ダンジョン島だった場所は、もはや原形をとどめていない。
瘴気は晴れ、代わりに凍りついた海原が、静かに光を反射している。
澪はその中心に、ぼんやりと立っていた。
風が吹く。
冷たくも、どこか懐かしい風だった。
「──澪」
後ろから、龍弥が歩み寄ってきた。
彼もまた、ボロボロだった。
だが、顔に浮かんでいるのは、わずかな笑みだ。
「よくやったな」
「……うん」
澪は小さく頷く。
言葉にできることは、あまりにも少なかった。
この手で何かを救えたのか、破壊してしまったのか。
まだ、その答えはわからない。
けれど。
(私は、ここに立っている)
それだけは確かだった。
氷神が、静かに語りかける。
『澪。お前は、超えた。恐怖も、絶望も、自分自身も──』
その声は、少しだけ誇らしげに聞こえた。
「ねぇ、龍弥さん」
「ん?」
「……ダンジョン島は、本当に……消えたんだよね」
「ああ。

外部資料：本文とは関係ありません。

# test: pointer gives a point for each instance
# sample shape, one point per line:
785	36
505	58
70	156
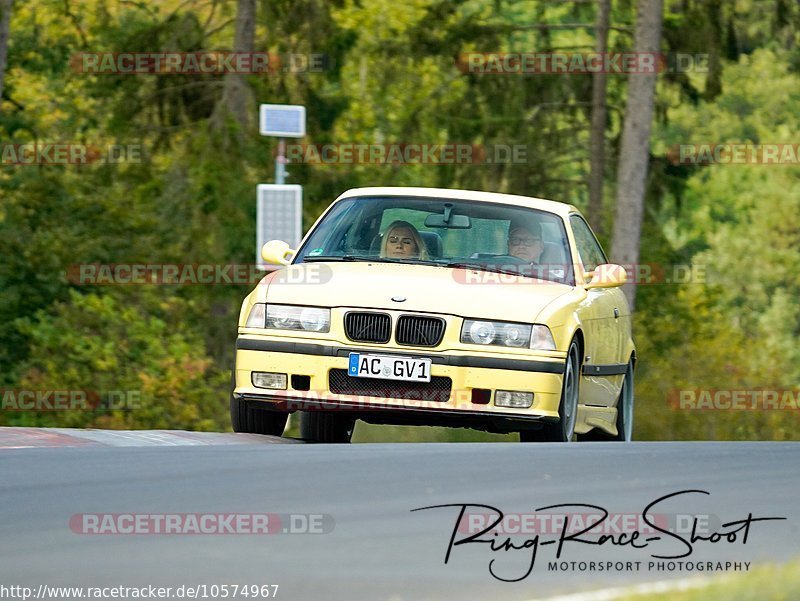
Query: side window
589	248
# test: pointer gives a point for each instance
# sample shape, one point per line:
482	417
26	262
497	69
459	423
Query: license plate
387	367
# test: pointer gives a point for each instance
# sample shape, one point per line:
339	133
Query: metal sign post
279	207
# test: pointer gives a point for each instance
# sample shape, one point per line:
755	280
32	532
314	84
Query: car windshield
445	232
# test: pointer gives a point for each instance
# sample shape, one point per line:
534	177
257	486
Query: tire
625	403
564	429
326	427
247	417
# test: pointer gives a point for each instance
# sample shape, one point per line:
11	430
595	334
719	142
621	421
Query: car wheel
564	429
624	413
326	427
245	417
252	419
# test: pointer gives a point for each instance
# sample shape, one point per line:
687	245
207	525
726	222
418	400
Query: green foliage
135	344
391	77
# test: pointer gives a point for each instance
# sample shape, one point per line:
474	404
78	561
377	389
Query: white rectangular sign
282	120
279	216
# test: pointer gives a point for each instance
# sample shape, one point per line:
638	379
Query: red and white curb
29	438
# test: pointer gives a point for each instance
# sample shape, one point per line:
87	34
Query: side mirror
606	276
277	252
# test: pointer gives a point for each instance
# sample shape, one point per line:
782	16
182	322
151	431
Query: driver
402	241
525	241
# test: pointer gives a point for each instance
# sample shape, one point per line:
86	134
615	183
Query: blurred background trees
391	76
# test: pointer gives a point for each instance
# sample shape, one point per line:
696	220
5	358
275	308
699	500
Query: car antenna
448	208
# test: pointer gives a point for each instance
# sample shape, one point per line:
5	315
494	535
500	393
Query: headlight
497	333
256	317
290	317
511	335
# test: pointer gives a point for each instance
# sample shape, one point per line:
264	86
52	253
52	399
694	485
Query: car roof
551	206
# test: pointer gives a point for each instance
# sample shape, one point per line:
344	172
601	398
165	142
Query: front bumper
467	372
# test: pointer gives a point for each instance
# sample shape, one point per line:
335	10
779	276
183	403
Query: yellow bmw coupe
427	306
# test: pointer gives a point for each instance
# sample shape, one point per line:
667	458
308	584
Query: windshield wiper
350	258
485	267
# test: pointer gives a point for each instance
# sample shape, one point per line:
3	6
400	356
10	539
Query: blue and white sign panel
279	216
282	120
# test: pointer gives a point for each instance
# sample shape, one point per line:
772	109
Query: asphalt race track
373	546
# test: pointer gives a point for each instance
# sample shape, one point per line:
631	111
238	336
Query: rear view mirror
455	222
277	252
608	275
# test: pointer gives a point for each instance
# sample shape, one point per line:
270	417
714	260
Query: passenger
402	241
525	241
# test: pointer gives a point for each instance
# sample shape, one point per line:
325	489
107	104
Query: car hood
425	288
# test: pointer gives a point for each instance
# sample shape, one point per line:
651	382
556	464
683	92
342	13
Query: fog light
513	398
263	379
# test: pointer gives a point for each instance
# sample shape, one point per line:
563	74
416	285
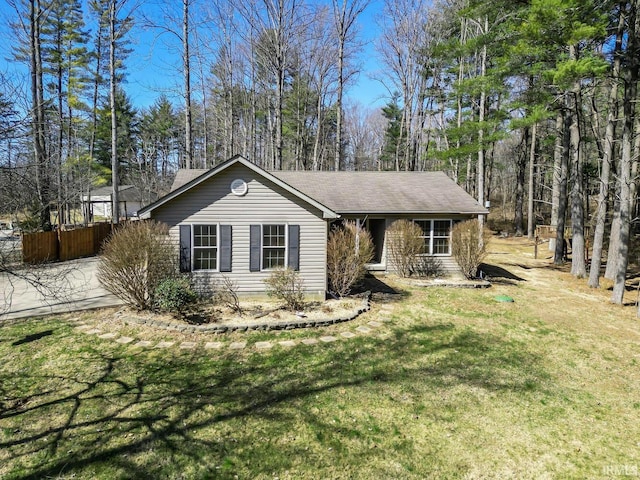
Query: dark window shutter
294	247
225	248
185	248
255	242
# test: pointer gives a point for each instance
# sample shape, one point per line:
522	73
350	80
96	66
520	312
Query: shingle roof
373	192
383	192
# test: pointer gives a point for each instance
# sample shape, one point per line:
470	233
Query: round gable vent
239	187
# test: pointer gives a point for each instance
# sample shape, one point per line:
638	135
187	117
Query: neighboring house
241	221
99	203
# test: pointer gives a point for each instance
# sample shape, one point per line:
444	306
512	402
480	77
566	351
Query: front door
376	227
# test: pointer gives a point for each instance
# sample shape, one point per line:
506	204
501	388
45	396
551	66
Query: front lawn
455	385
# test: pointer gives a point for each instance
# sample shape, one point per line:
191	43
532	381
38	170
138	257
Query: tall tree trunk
38	116
624	175
607	155
578	266
555	181
481	116
521	167
559	255
115	164
186	65
532	162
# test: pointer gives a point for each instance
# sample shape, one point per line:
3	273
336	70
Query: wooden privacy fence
64	244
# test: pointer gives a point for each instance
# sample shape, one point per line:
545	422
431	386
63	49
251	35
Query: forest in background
530	104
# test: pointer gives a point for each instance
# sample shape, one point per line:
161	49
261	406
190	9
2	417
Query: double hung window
436	235
205	247
274	246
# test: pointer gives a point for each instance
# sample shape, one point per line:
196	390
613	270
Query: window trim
431	235
285	248
194	247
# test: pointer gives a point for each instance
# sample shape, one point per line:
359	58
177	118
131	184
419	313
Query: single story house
241	221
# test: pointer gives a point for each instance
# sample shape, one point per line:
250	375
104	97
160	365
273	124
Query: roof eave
145	212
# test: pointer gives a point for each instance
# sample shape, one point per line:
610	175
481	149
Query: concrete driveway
66	287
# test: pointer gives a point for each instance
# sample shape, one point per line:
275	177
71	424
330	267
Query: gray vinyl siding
447	263
212	202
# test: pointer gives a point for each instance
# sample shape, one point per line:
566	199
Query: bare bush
349	249
405	244
227	295
285	284
174	294
469	246
427	266
135	259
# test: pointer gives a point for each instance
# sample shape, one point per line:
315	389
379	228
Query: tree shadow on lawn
151	414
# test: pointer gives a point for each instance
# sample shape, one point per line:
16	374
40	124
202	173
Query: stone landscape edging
251	326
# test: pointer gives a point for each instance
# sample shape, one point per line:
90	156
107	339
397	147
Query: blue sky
153	69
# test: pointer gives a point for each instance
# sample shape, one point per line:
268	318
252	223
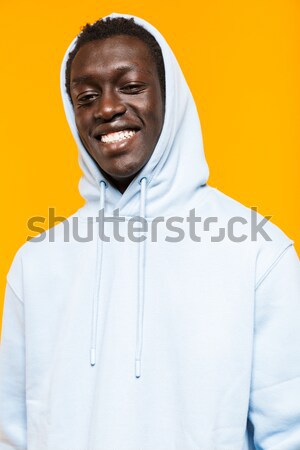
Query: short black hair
103	29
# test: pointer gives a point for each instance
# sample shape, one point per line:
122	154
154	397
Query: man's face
114	87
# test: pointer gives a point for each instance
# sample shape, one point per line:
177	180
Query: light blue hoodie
154	345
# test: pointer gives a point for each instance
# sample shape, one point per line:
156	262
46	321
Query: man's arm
12	375
275	394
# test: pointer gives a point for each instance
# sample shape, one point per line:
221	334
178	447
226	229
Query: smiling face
118	105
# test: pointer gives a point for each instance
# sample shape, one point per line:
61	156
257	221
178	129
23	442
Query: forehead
109	52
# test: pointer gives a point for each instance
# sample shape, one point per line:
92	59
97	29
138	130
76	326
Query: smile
117	136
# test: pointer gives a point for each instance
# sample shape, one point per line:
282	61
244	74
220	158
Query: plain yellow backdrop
241	61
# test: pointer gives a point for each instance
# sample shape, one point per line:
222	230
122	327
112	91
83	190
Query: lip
114	129
117	145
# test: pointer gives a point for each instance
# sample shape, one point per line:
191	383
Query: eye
86	98
133	88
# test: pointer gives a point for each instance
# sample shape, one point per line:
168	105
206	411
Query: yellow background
241	60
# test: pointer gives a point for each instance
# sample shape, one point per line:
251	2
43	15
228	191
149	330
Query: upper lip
105	129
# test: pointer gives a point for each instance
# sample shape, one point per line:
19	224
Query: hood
177	168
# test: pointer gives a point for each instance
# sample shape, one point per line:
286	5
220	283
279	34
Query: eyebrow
122	69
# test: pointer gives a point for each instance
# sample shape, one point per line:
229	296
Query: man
186	340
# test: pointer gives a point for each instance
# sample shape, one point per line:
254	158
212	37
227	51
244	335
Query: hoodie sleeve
274	408
12	374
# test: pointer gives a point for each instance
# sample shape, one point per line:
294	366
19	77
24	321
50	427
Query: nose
109	105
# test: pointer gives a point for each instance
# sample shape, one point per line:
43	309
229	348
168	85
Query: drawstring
98	280
141	282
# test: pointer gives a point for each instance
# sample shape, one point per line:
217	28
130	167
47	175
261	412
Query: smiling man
174	343
118	104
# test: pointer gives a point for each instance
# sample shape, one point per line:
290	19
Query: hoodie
187	339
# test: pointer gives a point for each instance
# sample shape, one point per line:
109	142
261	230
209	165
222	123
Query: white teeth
118	136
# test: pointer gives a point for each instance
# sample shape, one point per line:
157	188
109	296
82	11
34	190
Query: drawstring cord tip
137	369
93	357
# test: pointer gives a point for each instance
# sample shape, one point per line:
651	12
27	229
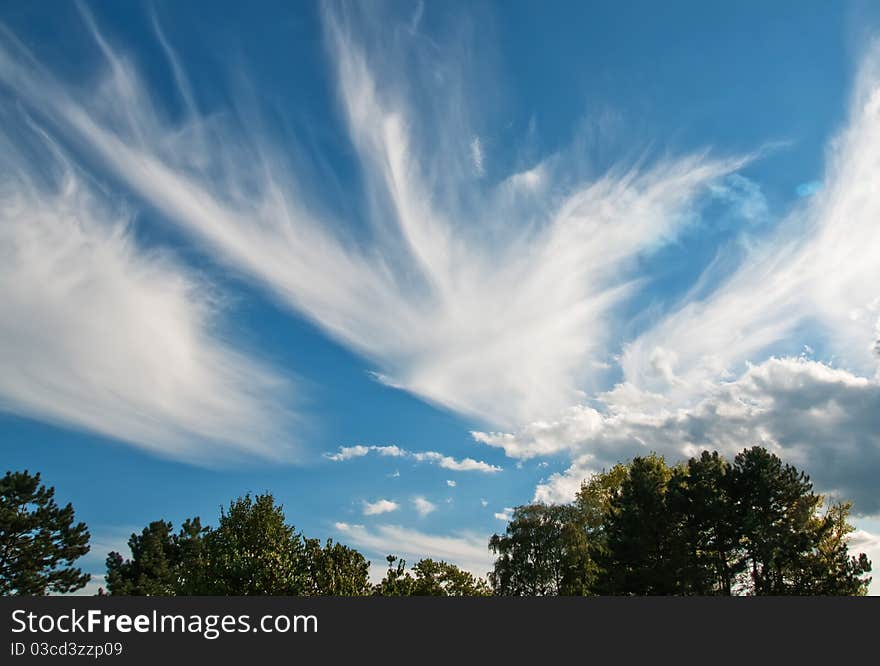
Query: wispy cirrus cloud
703	375
423	506
102	334
432	457
505	322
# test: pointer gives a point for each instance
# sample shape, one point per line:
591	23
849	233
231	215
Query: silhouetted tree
39	541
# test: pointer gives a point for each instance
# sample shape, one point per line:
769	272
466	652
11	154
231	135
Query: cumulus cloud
379	507
824	420
422	506
502	322
819	269
431	457
863	541
102	334
466	550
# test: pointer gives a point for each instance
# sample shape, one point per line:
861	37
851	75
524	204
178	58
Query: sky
409	265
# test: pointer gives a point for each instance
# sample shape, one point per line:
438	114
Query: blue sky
407	265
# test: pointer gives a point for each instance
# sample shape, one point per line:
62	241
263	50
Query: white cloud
102	334
423	506
379	507
477	155
432	457
500	322
822	419
819	269
359	451
466	550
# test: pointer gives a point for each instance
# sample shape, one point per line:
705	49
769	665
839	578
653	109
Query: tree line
707	526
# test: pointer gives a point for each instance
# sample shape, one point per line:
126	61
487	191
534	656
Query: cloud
824	420
477	155
379	507
422	506
102	334
501	322
359	451
432	457
466	550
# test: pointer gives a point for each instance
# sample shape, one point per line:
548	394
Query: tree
39	541
254	551
431	578
829	569
774	508
544	551
161	563
709	558
397	581
336	570
641	557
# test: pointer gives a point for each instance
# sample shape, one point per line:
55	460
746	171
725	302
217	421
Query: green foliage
544	551
705	527
336	570
252	551
432	578
162	563
640	555
39	540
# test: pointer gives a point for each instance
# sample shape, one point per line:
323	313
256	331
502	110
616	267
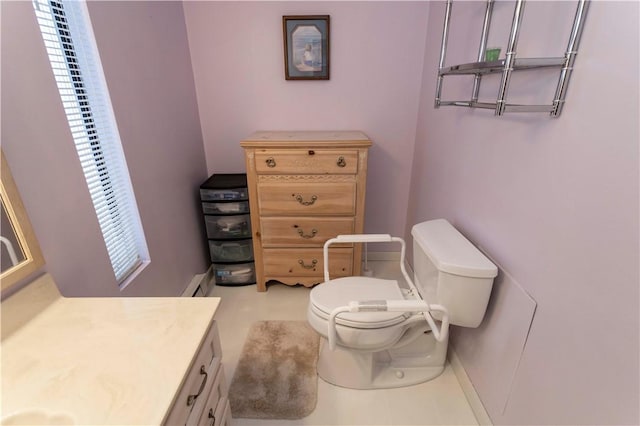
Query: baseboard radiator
200	285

……もう、戻ることはねえ」
龍弥の視線の先、かつて島だった場所には、ひび割れた氷の海が広がっているだけだった。
ダンジョン核──黒淵の王。
すべては、終わった。
終わった、はずだった。
澪は、胸の奥に、微かな違和感を覚えた。
(……なに? この感じ……)
氷神も、それに気づいていた。
『……いや、違う。完全には、終わっていない』
それは確信だった。
境界の向こう──もっと深い場所に、まだ何かが蠢いている。
今回の黒淵の王は、単なる“端末”にすぎなかったのかもしれない。
「澪」
龍弥が、まっすぐに澪を見る。
「ここで満足してもいい。だが──その先に進むってんなら、俺も付き合うぜ」
澪は、すこしだけ笑った。
「……はい。私、行きます」
まだ見ぬダンジョンの深奥へ。
この世界の裏側へ。
知らないままでは終われない。
立ち止まるわけにはいかない。
それが──澪の選んだ答えだった。
空を見上げる。
雲は晴れ、青空が広がっていた。
どこまでも、澄み切った蒼の世界。
(行こう)
氷の翼が、背中に静かに芽吹いた。